The authorities continue to fight an uphill battle as they seek to clear the backlog of cases in the courts.
Justice Minister Delroy Chuck told the House of Representatives Tuesday afternoon that since the start of the year, significant improvements were made in the clearance of cases in the system.
He said the overall clearance rate for the second quarter of 2018 was 98 per cent, which is in line with the international benchmark.
However, those improvements did nothing to reduce the backlog.
"For every 100 case put in that quarter, about 90 are being disposed of and those 90 cases are not necessarily cases that started in that quarter. So Mr. Speaker, a persistent case clearance rate of less than 100 per cent will result in a backlog," he reasoned.
Mr. Chuck said Chief Justice Bryan Sykes has now set a target of 130 to 140 per cent case clearance rate aimed at digging into the backlog.
An average of 2,451 new criminal cases are filed across all parishes on a monthly basis with a total of 14,824 new criminal cases entering the parish courts for the first six months of 2018.
Tighter system for arrest warrants
In the meantime, the Justice Minister has warned law-breaking motorists that the government is tightening the system for issuing arrest warrants for traffic violations.
Mr. Chuck noted that 65,195 new matters were listed in the Corporate Area Traffic Court for the period January to June 2018.
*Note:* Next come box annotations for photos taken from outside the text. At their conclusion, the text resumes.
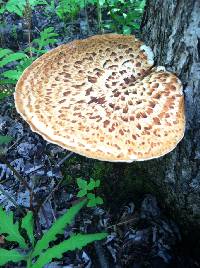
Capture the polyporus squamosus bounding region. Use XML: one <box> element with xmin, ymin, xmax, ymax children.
<box><xmin>15</xmin><ymin>34</ymin><xmax>185</xmax><ymax>162</ymax></box>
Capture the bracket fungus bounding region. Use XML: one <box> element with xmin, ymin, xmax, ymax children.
<box><xmin>14</xmin><ymin>34</ymin><xmax>185</xmax><ymax>162</ymax></box>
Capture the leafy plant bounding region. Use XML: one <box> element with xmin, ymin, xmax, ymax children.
<box><xmin>0</xmin><ymin>199</ymin><xmax>107</xmax><ymax>268</ymax></box>
<box><xmin>32</xmin><ymin>27</ymin><xmax>58</xmax><ymax>57</ymax></box>
<box><xmin>56</xmin><ymin>0</ymin><xmax>85</xmax><ymax>22</ymax></box>
<box><xmin>0</xmin><ymin>27</ymin><xmax>58</xmax><ymax>85</ymax></box>
<box><xmin>77</xmin><ymin>178</ymin><xmax>103</xmax><ymax>207</ymax></box>
<box><xmin>100</xmin><ymin>0</ymin><xmax>145</xmax><ymax>34</ymax></box>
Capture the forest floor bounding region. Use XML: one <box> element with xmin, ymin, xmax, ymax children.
<box><xmin>0</xmin><ymin>4</ymin><xmax>200</xmax><ymax>268</ymax></box>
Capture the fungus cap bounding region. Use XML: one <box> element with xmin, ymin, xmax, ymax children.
<box><xmin>14</xmin><ymin>34</ymin><xmax>185</xmax><ymax>162</ymax></box>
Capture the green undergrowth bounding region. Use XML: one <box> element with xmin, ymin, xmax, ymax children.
<box><xmin>0</xmin><ymin>198</ymin><xmax>107</xmax><ymax>268</ymax></box>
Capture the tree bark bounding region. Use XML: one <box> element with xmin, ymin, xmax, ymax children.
<box><xmin>137</xmin><ymin>0</ymin><xmax>200</xmax><ymax>229</ymax></box>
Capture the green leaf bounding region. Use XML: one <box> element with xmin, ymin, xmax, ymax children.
<box><xmin>0</xmin><ymin>135</ymin><xmax>13</xmax><ymax>144</ymax></box>
<box><xmin>76</xmin><ymin>178</ymin><xmax>87</xmax><ymax>189</ymax></box>
<box><xmin>22</xmin><ymin>211</ymin><xmax>35</xmax><ymax>245</ymax></box>
<box><xmin>87</xmin><ymin>193</ymin><xmax>95</xmax><ymax>199</ymax></box>
<box><xmin>0</xmin><ymin>207</ymin><xmax>27</xmax><ymax>248</ymax></box>
<box><xmin>0</xmin><ymin>48</ymin><xmax>13</xmax><ymax>59</ymax></box>
<box><xmin>0</xmin><ymin>77</ymin><xmax>16</xmax><ymax>85</ymax></box>
<box><xmin>32</xmin><ymin>233</ymin><xmax>108</xmax><ymax>268</ymax></box>
<box><xmin>95</xmin><ymin>196</ymin><xmax>103</xmax><ymax>205</ymax></box>
<box><xmin>123</xmin><ymin>25</ymin><xmax>131</xmax><ymax>34</ymax></box>
<box><xmin>87</xmin><ymin>199</ymin><xmax>96</xmax><ymax>207</ymax></box>
<box><xmin>1</xmin><ymin>70</ymin><xmax>22</xmax><ymax>81</ymax></box>
<box><xmin>32</xmin><ymin>200</ymin><xmax>87</xmax><ymax>257</ymax></box>
<box><xmin>77</xmin><ymin>189</ymin><xmax>87</xmax><ymax>197</ymax></box>
<box><xmin>0</xmin><ymin>248</ymin><xmax>25</xmax><ymax>266</ymax></box>
<box><xmin>87</xmin><ymin>178</ymin><xmax>95</xmax><ymax>191</ymax></box>
<box><xmin>0</xmin><ymin>87</ymin><xmax>13</xmax><ymax>100</ymax></box>
<box><xmin>0</xmin><ymin>52</ymin><xmax>27</xmax><ymax>67</ymax></box>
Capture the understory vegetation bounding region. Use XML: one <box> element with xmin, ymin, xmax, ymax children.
<box><xmin>0</xmin><ymin>0</ymin><xmax>145</xmax><ymax>268</ymax></box>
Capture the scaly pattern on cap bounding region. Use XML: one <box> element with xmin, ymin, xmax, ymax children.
<box><xmin>15</xmin><ymin>34</ymin><xmax>185</xmax><ymax>162</ymax></box>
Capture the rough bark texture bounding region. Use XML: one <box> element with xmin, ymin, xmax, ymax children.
<box><xmin>137</xmin><ymin>0</ymin><xmax>200</xmax><ymax>228</ymax></box>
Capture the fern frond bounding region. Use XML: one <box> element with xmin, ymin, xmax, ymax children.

He said 88 per cent of these resulted in warrants.
But he said many of these warrants have still not been issued because the court is unable to determine whether the traffic tickets were already paid at the tax office.
This has resulted in persons being able to accumulate large numbers of traffic tickets without being sanctioned, Minister Chuck noted.
In addition, he argued that the four entities involved - the courts, Tax Administration Jamaica, Jamaica Constabulary Force and Island Traffic Authority - fall under four different ministries "so greater collaboration is necessary to bridge this gap and streamline the process."